Definitions of severe (≥20 mg/dL, ≥342 µmol/L), extreme (≥25 mg/dL, ≥425 µmol/L), and hazardous (≥30 mg/dL, ≥512 µmol/L) NH were derived from Bhutani et al.2 We defined “avoidable” initial TSB draws as levels <10 mg/dL (<170 µmol/L) for infants >48 hours of age, <12 mg/dL (<205 µmol/L) for infants >72 hours of age, <14 mg/dL (<240 µmol/L) for infants >96 hours of age, and <15 mg/dL (<257 µmol/L) for infants >120 hours of age by using the hour-specific TSB level immediately below the AAP phototherapy line for high-risk infants.
Clinical and PHN-related data were obtained from CHR databases for the 1-year period pre- and postprogram implementation. Laboratory utilization data were obtained from CLS but restricted to the 8-month periods pre- and postprogram implementation due to accidental TSB data loss before October 2006. All data were anonymous.
Data were analyzed by using Stata 9.0 (Stata Corp LLP, College Station, TX), OpenEpi (www.openepi.com), and Microsoft Excel 2010 (Microsoft Corporation, Redmond, WA). A χ2 test with Yates correction was used to evaluate significant differences between the groups. For continuous variables, the 2-tailed Student’s t test was used. Two-sample tests of proportion were used to assess significant differences in the timing and number of PHN visits per infant for the 2 study periods. Standard logistic regression analyses were used to estimate odds ratios (ORs) and their 95% confidence intervals (CIs).

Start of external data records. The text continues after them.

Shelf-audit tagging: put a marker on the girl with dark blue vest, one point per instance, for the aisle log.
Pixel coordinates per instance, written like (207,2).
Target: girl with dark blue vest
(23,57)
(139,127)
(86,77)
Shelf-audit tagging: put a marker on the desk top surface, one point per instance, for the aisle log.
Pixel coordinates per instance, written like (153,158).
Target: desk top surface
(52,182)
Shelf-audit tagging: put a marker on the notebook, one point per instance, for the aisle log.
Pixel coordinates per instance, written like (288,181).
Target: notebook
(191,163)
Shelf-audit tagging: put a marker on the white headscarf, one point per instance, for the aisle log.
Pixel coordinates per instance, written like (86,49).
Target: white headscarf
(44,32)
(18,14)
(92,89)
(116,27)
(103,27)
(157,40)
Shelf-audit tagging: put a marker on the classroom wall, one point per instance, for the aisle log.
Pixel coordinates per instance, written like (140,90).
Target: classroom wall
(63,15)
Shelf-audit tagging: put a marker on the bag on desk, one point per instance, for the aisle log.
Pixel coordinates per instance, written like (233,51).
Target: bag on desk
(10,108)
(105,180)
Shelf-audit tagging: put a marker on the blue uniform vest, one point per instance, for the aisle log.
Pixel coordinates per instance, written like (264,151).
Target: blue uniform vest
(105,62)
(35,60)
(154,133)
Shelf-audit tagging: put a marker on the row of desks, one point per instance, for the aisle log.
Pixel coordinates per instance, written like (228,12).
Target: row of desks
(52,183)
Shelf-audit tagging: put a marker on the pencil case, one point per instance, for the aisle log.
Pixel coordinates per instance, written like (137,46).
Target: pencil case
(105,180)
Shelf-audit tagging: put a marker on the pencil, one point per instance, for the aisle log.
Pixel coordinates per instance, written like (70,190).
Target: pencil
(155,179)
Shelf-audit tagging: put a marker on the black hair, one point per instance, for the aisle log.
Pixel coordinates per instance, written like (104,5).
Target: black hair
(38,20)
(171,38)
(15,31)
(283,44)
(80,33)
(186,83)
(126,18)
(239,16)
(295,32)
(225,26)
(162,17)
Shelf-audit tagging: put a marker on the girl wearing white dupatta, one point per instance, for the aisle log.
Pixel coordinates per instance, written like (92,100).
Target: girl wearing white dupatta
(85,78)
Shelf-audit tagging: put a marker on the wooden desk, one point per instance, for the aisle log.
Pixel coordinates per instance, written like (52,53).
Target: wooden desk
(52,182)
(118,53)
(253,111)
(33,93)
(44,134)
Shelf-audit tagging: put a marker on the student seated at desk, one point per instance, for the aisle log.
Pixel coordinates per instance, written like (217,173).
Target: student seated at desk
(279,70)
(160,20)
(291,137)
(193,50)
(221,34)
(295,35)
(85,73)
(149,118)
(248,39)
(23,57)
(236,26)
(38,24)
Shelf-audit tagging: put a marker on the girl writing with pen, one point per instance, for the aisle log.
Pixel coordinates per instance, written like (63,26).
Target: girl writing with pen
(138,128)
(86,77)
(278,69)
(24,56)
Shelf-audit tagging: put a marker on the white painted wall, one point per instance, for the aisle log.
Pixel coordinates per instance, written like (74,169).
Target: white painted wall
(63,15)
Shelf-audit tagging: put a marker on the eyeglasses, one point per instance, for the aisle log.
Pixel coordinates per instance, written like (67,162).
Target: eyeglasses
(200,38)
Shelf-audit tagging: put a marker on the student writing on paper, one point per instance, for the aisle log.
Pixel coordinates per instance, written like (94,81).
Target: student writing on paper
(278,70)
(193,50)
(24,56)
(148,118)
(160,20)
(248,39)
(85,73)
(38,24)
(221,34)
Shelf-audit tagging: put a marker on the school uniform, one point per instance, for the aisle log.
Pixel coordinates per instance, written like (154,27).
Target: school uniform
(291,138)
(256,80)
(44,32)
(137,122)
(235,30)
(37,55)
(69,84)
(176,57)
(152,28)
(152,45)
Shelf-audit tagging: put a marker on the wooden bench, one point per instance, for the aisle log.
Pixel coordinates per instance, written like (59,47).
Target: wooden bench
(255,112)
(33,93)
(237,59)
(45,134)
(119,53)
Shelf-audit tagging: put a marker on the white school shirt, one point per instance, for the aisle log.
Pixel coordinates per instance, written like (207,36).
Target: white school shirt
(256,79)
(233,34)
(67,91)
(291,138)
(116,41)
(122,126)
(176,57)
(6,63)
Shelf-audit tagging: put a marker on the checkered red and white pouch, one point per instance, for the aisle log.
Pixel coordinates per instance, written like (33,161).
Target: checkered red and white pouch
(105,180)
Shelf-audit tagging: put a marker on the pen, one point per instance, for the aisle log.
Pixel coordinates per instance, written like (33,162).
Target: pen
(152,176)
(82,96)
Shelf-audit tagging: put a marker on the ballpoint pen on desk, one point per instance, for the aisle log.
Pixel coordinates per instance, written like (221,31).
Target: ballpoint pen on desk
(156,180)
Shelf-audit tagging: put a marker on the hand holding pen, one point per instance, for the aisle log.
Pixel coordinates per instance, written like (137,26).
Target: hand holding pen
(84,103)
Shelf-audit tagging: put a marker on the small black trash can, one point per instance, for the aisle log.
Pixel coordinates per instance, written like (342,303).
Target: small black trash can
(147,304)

All statistical tests were 2-sided, and a P value of <.05 was considered statistically significant. Conversion of TSB from SI to metric system is 17.1.
Demographic data are presented in Table 2. There was a marked and significant reduction (54.9%; P < .0001) in the incidence of severe (≥20 mg/dL, ≥342 µmol/L) initial TSB values in the community after the introduction of the TcB program (Table 3). There was a trend toward a decline in the incidence of extreme (≥25 mg/dL, ≥425 µmol/L) and hazardous (≥30 mg/dL, ≥512 µmol/L) TSB values, but this was not statistically significant. No exchange transfusions were performed for NH on eligible infants during either study period.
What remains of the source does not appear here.